MassLive.com writer Patrick Johnson describes it as “the online equivalent of graffiti found in a bathroom stall.”
Users do not have to create a username or password. The app is relatively anonymous other than the user’s cell phone number. The forum works within a mile-and-a-half geographical radius according to the location of your cellular device and acts as a forum for just about anything and everything.
When asked if she knew the intent of the creators of the application, Carly Gravallese, a sophomore at Keene State, mentioned a couple of different uses.
“Well, it’s really used for gossip on campus. You can read about what people are wearing, where the parties will be at that night and drama within different groups throughout Keene. I’m sure that wasn’t exactly the purpose of the app, though,” Gravallese said.

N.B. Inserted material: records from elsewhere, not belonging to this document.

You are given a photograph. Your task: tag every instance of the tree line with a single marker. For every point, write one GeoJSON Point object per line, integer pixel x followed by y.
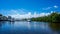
{"type": "Point", "coordinates": [53, 17]}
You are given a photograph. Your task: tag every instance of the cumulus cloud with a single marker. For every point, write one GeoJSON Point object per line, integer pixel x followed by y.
{"type": "Point", "coordinates": [55, 6]}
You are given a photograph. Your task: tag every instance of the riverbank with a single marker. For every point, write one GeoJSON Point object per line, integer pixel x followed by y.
{"type": "Point", "coordinates": [53, 18]}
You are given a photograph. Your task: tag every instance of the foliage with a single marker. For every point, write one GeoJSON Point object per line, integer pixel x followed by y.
{"type": "Point", "coordinates": [54, 17]}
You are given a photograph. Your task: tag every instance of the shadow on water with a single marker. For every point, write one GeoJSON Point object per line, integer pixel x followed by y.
{"type": "Point", "coordinates": [55, 27]}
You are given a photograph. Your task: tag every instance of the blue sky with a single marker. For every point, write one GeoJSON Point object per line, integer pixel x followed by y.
{"type": "Point", "coordinates": [26, 6]}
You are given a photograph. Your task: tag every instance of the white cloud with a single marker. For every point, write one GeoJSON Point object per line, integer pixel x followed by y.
{"type": "Point", "coordinates": [55, 6]}
{"type": "Point", "coordinates": [47, 8]}
{"type": "Point", "coordinates": [21, 14]}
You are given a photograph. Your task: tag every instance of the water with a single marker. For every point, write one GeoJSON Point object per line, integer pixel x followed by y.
{"type": "Point", "coordinates": [24, 27]}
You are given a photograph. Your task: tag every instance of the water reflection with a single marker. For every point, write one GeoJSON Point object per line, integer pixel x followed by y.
{"type": "Point", "coordinates": [24, 27]}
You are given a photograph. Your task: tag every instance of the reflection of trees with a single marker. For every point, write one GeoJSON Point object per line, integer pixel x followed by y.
{"type": "Point", "coordinates": [1, 23]}
{"type": "Point", "coordinates": [55, 26]}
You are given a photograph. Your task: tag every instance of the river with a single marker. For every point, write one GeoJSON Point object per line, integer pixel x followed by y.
{"type": "Point", "coordinates": [24, 27]}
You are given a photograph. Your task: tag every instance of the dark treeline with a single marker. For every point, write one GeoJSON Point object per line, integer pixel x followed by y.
{"type": "Point", "coordinates": [53, 17]}
{"type": "Point", "coordinates": [5, 18]}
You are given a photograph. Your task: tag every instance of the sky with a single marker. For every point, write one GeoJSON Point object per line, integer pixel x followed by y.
{"type": "Point", "coordinates": [26, 8]}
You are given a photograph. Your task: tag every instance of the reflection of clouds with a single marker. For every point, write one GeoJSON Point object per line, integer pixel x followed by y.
{"type": "Point", "coordinates": [29, 26]}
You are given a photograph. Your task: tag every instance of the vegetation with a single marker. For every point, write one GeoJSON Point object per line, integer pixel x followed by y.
{"type": "Point", "coordinates": [54, 17]}
{"type": "Point", "coordinates": [4, 18]}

On their website, yikyakapp.com, creators Brooks Buffington and Tyler Droll stated that their goal regarding Yik Yak was to “Create an open forum for mobile users to easily communicate, or Yak with one another, providing a virtual bulletin board of sorts for community engagement within a specific location.”
Buffington and Droll give an example on their website of the application being utilized the way it was intended—students at a southern university have recently used Yik Yak in order to raise money for one of their fellow students suffering from cancer and undergoing chemotherapy.

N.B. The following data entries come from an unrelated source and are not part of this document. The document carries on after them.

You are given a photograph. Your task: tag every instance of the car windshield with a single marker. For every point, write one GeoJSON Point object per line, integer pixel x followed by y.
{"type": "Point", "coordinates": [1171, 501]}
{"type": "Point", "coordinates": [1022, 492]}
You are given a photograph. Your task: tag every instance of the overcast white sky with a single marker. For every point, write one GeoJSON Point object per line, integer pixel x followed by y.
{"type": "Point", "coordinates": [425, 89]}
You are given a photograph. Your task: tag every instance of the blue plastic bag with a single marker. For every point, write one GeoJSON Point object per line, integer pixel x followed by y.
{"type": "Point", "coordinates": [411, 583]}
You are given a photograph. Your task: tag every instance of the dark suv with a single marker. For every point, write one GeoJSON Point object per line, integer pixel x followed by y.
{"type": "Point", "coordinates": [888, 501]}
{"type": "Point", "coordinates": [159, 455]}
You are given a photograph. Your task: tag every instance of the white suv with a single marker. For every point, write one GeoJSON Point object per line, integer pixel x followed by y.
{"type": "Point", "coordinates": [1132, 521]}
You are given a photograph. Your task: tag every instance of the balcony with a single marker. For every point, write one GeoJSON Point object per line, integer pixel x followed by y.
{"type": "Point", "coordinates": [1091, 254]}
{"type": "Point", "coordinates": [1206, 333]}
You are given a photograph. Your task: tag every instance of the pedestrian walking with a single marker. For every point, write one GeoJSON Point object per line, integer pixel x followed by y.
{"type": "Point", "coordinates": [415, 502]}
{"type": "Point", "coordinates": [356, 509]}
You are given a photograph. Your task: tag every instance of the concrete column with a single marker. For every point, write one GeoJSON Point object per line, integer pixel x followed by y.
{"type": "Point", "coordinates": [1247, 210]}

The creators explained on their website that, “While other local users did not personally know this student, Yik Yak created the forum for increased awareness and support among like-minded peers.”

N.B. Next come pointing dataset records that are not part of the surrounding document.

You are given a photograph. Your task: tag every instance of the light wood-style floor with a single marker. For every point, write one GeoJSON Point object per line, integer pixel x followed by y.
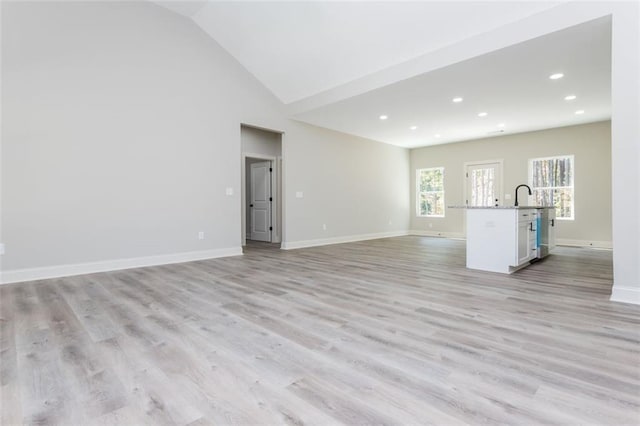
{"type": "Point", "coordinates": [392, 331]}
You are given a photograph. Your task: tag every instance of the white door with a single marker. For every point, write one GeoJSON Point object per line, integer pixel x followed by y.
{"type": "Point", "coordinates": [484, 184]}
{"type": "Point", "coordinates": [260, 205]}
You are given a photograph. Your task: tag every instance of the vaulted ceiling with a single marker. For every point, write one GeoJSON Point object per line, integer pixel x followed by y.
{"type": "Point", "coordinates": [342, 65]}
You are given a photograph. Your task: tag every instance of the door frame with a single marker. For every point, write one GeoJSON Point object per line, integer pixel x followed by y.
{"type": "Point", "coordinates": [465, 165]}
{"type": "Point", "coordinates": [276, 235]}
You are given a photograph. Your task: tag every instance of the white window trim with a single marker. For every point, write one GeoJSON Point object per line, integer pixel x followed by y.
{"type": "Point", "coordinates": [465, 178]}
{"type": "Point", "coordinates": [573, 181]}
{"type": "Point", "coordinates": [418, 172]}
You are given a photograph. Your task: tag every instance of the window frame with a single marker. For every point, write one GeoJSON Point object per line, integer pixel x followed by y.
{"type": "Point", "coordinates": [571, 157]}
{"type": "Point", "coordinates": [418, 192]}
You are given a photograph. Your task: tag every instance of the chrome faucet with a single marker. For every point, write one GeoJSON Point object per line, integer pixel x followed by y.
{"type": "Point", "coordinates": [518, 187]}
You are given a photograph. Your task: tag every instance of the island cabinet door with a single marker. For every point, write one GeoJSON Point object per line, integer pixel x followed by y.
{"type": "Point", "coordinates": [552, 229]}
{"type": "Point", "coordinates": [523, 252]}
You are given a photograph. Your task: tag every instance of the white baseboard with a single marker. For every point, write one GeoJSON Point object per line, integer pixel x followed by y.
{"type": "Point", "coordinates": [584, 243]}
{"type": "Point", "coordinates": [291, 245]}
{"type": "Point", "coordinates": [423, 233]}
{"type": "Point", "coordinates": [625, 295]}
{"type": "Point", "coordinates": [30, 274]}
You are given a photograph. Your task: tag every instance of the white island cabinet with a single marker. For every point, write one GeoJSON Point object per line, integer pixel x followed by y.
{"type": "Point", "coordinates": [505, 239]}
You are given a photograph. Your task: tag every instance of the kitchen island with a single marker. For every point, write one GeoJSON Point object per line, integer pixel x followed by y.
{"type": "Point", "coordinates": [507, 238]}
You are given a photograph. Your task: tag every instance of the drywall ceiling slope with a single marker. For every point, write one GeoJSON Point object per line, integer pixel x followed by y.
{"type": "Point", "coordinates": [186, 8]}
{"type": "Point", "coordinates": [511, 85]}
{"type": "Point", "coordinates": [300, 49]}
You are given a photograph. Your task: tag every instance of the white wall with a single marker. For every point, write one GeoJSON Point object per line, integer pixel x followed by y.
{"type": "Point", "coordinates": [626, 151]}
{"type": "Point", "coordinates": [591, 146]}
{"type": "Point", "coordinates": [355, 187]}
{"type": "Point", "coordinates": [121, 134]}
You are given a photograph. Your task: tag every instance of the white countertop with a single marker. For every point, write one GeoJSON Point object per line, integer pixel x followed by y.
{"type": "Point", "coordinates": [500, 207]}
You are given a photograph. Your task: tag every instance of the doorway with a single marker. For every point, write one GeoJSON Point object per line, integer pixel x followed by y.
{"type": "Point", "coordinates": [483, 183]}
{"type": "Point", "coordinates": [259, 200]}
{"type": "Point", "coordinates": [262, 195]}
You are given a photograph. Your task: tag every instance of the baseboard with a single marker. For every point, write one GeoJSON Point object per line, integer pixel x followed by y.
{"type": "Point", "coordinates": [291, 245]}
{"type": "Point", "coordinates": [584, 243]}
{"type": "Point", "coordinates": [20, 275]}
{"type": "Point", "coordinates": [423, 233]}
{"type": "Point", "coordinates": [625, 295]}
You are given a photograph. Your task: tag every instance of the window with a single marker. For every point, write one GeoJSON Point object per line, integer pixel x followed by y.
{"type": "Point", "coordinates": [551, 181]}
{"type": "Point", "coordinates": [430, 185]}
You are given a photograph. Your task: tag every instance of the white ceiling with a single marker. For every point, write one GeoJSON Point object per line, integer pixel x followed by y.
{"type": "Point", "coordinates": [307, 53]}
{"type": "Point", "coordinates": [511, 85]}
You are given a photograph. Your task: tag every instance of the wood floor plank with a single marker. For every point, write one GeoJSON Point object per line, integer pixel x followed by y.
{"type": "Point", "coordinates": [391, 331]}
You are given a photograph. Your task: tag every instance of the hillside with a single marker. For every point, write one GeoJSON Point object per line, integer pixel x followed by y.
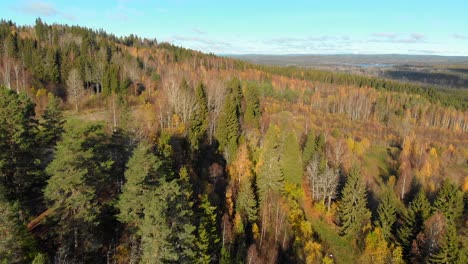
{"type": "Point", "coordinates": [131, 150]}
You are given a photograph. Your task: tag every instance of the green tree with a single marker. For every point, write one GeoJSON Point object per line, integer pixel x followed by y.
{"type": "Point", "coordinates": [207, 233]}
{"type": "Point", "coordinates": [227, 132]}
{"type": "Point", "coordinates": [246, 203]}
{"type": "Point", "coordinates": [252, 112]}
{"type": "Point", "coordinates": [449, 201]}
{"type": "Point", "coordinates": [76, 171]}
{"type": "Point", "coordinates": [386, 214]}
{"type": "Point", "coordinates": [291, 160]}
{"type": "Point", "coordinates": [51, 127]}
{"type": "Point", "coordinates": [352, 209]}
{"type": "Point", "coordinates": [19, 172]}
{"type": "Point", "coordinates": [309, 149]}
{"type": "Point", "coordinates": [418, 212]}
{"type": "Point", "coordinates": [449, 251]}
{"type": "Point", "coordinates": [199, 120]}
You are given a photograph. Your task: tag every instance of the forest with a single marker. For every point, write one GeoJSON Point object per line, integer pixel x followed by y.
{"type": "Point", "coordinates": [131, 150]}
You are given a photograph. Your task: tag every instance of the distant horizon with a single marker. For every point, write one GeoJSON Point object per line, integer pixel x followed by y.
{"type": "Point", "coordinates": [268, 27]}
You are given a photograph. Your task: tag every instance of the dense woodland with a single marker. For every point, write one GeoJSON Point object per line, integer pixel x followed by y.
{"type": "Point", "coordinates": [127, 150]}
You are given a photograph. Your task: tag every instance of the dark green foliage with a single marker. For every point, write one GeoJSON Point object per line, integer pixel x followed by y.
{"type": "Point", "coordinates": [291, 161]}
{"type": "Point", "coordinates": [270, 178]}
{"type": "Point", "coordinates": [72, 190]}
{"type": "Point", "coordinates": [418, 212]}
{"type": "Point", "coordinates": [15, 241]}
{"type": "Point", "coordinates": [309, 149]}
{"type": "Point", "coordinates": [143, 170]}
{"type": "Point", "coordinates": [449, 201]}
{"type": "Point", "coordinates": [200, 118]}
{"type": "Point", "coordinates": [18, 164]}
{"type": "Point", "coordinates": [207, 233]}
{"type": "Point", "coordinates": [449, 251]}
{"type": "Point", "coordinates": [352, 209]}
{"type": "Point", "coordinates": [51, 127]}
{"type": "Point", "coordinates": [246, 203]}
{"type": "Point", "coordinates": [227, 131]}
{"type": "Point", "coordinates": [252, 107]}
{"type": "Point", "coordinates": [386, 214]}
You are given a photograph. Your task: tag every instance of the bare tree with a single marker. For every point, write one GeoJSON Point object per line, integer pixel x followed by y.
{"type": "Point", "coordinates": [74, 87]}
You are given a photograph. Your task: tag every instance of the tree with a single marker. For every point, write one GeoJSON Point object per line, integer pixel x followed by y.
{"type": "Point", "coordinates": [386, 214]}
{"type": "Point", "coordinates": [143, 171]}
{"type": "Point", "coordinates": [352, 209]}
{"type": "Point", "coordinates": [449, 251]}
{"type": "Point", "coordinates": [52, 123]}
{"type": "Point", "coordinates": [449, 201]}
{"type": "Point", "coordinates": [252, 107]}
{"type": "Point", "coordinates": [291, 161]}
{"type": "Point", "coordinates": [19, 172]}
{"type": "Point", "coordinates": [418, 212]}
{"type": "Point", "coordinates": [246, 204]}
{"type": "Point", "coordinates": [207, 233]}
{"type": "Point", "coordinates": [200, 119]}
{"type": "Point", "coordinates": [71, 192]}
{"type": "Point", "coordinates": [74, 87]}
{"type": "Point", "coordinates": [227, 132]}
{"type": "Point", "coordinates": [309, 148]}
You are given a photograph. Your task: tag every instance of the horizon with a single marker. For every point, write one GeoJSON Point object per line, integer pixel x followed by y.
{"type": "Point", "coordinates": [295, 28]}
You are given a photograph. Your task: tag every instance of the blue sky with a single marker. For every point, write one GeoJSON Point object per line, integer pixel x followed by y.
{"type": "Point", "coordinates": [269, 27]}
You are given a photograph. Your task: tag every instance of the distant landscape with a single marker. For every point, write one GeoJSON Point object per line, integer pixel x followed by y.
{"type": "Point", "coordinates": [429, 70]}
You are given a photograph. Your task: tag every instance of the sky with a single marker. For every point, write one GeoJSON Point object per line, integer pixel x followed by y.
{"type": "Point", "coordinates": [269, 27]}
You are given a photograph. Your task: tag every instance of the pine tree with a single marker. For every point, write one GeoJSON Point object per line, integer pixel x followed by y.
{"type": "Point", "coordinates": [143, 170]}
{"type": "Point", "coordinates": [252, 107]}
{"type": "Point", "coordinates": [207, 233]}
{"type": "Point", "coordinates": [270, 178]}
{"type": "Point", "coordinates": [449, 201]}
{"type": "Point", "coordinates": [449, 252]}
{"type": "Point", "coordinates": [291, 161]}
{"type": "Point", "coordinates": [386, 214]}
{"type": "Point", "coordinates": [352, 209]}
{"type": "Point", "coordinates": [19, 172]}
{"type": "Point", "coordinates": [246, 204]}
{"type": "Point", "coordinates": [75, 172]}
{"type": "Point", "coordinates": [309, 148]}
{"type": "Point", "coordinates": [52, 124]}
{"type": "Point", "coordinates": [418, 212]}
{"type": "Point", "coordinates": [199, 120]}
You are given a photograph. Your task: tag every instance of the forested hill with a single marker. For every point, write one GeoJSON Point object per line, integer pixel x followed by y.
{"type": "Point", "coordinates": [127, 150]}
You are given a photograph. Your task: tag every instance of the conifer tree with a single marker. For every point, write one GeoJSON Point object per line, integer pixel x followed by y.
{"type": "Point", "coordinates": [75, 172]}
{"type": "Point", "coordinates": [449, 201]}
{"type": "Point", "coordinates": [291, 161]}
{"type": "Point", "coordinates": [207, 233]}
{"type": "Point", "coordinates": [352, 209]}
{"type": "Point", "coordinates": [199, 120]}
{"type": "Point", "coordinates": [386, 214]}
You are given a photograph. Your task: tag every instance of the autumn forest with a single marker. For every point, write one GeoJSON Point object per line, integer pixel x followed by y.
{"type": "Point", "coordinates": [130, 150]}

Buffington and Droll also stressed the age-appropriate nature of the app. They said it refuses to function near any primary or secondary school systems.
Chris Pellati, a senior at KSC, explained that he did not completely agree with the claim.
“I don’t think Yik Yak is always a positive thing. It’s definitely entertaining, but I see people being bullied through it all the time,” Pellati said.
“There are always terrible things written about both girls and guys on campus, whether it’s rumors that people hear about them or something they’re wearing that day … It can’t feel too good to see your name on there,” Pellati said.
MassLive.com writer Johnson listed just a few of many examples of high schools and colleges that have already experienced problems with the five-month-old app.
Ludlow High School, Holyoke Community College, Indiana State University and the University of Southern Mississippi have all prompted lock-downs in response to various threats and drug deals that have taken place on their Yik Yak feeds.
Yik Yak has been banned as well by a number of school districts in Texas, Illinois and other areas of the country because of the bullying taking place on their forums.
According to Johnson, students were being targeted and humiliated for aspects such as social status, weight and derogatory remarks.
A junior at KSC, Hanna Desouza, explained how one of her close friends was personally victimized on Yik Yak.
“One of my best friends was targeted by over ten different people because of a frivolous drunk mistake. It was sad to see because she was being humiliated and couldn’t do anything about it. Everyone’s anonymous so she couldn’t even confront the people who were talking about her,” DeSouza said.
Desouza went on to explain how she believes Yik Yak “shouldn’t be taken too seriously by the people reading.”
Gravallese agreed, “I’ve never read anything about me particularly, but I still don’t believe the things I read about other people. I hope others don’t make that unfortunate mistake.”
Although the intention of creators Buffington and Droll for their new app may have been beneficial for members of society as a whole, it seems to the students of Keene State College that their mission has been skewed.
Pellati stated that, “College students may just not be mature enough to use the app for its intended purpose.”